-
Notifications
You must be signed in to change notification settings - Fork 306
Description
Describe the bug
FSCrawler appears to calculate incorrect MD5 checksums for binary files larger than 64KB. The checksum seems to be computed from only the first 65,536 bytes instead of the entire file.
For a 2.09MB binary file detected as application/octet-stream:
- True MD5 (full file) different than the checksum from FSCrawler MD5 (indexed)
The FSCrawler checksum matches the MD5 of exactly the first 65,536 bytes.
I attempted to configure a different parser via tika-config.xml but wasn't able to work around this issue.
Looking at the code, I suspect the issue may be in TikaDocParser.java - for application/octet-stream files, Tika's EmptyParser may not read the full stream, so the DigestInputStream only hashes the bytes read during detection. However, I'm not certain this is the exact cause.
Job Settings
name: "files"
fs:
tika_config_path: "/usr/share/fscrawler/tika-config/tikaConfig.xml"
filename_as_id: true
index_content: true
includes:
- "*.mex"
url: /data
update_rate: 5s
indexed_chars: 0
ignore_above: "5mb"
lang_detect: false
raw_metadata: true
continue_on_error: true
checksum: "MD5"
attributes_support: true
ocr:
enabled: false
elasticsearch:
urls:
- "http://elasticsearch:9200"
ssl_verification: false
type: "elasticsearch"
distribution_version: "es7"
bulk_size: 2
byte_size: "500kb"
flush_interval: "2s"
rest:
enabled: true
port: 8080
host: 0.0.0.0
url: http://0.0.0.0:8080/fscrawlerLogs
15:20:50,800 INFO [f.p.e.c.f.FsParserAbstract] Run #X: job [files]: indexed [1], deleted [0]
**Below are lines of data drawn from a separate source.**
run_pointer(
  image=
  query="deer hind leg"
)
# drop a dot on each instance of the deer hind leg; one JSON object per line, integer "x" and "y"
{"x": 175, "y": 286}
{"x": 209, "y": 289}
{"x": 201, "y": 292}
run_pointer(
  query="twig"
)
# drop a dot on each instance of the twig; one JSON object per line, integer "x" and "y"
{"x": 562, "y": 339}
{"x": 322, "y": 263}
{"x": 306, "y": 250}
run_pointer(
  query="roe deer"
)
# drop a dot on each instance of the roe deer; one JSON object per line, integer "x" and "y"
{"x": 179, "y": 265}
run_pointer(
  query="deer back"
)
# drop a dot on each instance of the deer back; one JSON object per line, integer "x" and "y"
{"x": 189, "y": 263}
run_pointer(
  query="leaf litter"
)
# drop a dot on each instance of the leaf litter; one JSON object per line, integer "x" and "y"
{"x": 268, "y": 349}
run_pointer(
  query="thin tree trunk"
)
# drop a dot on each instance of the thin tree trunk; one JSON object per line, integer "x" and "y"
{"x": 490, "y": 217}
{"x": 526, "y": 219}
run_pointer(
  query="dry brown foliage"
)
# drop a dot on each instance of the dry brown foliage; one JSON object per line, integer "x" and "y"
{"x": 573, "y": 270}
No errors or warnings - indexing completes successfully with the incorrect checksum value.
Expected behavior
The MD5 checksum should be calculated from the entire file contents.
Versions:
- OS: Docker (Linux container) on Windows 11 with WSL2
- Version: 2.10-SNAPSHOT (ES7 build)
- Elasticsearch: 7.17.0
Questions
- Is this a known issue?
- Are there any workarounds or configuration options that might help?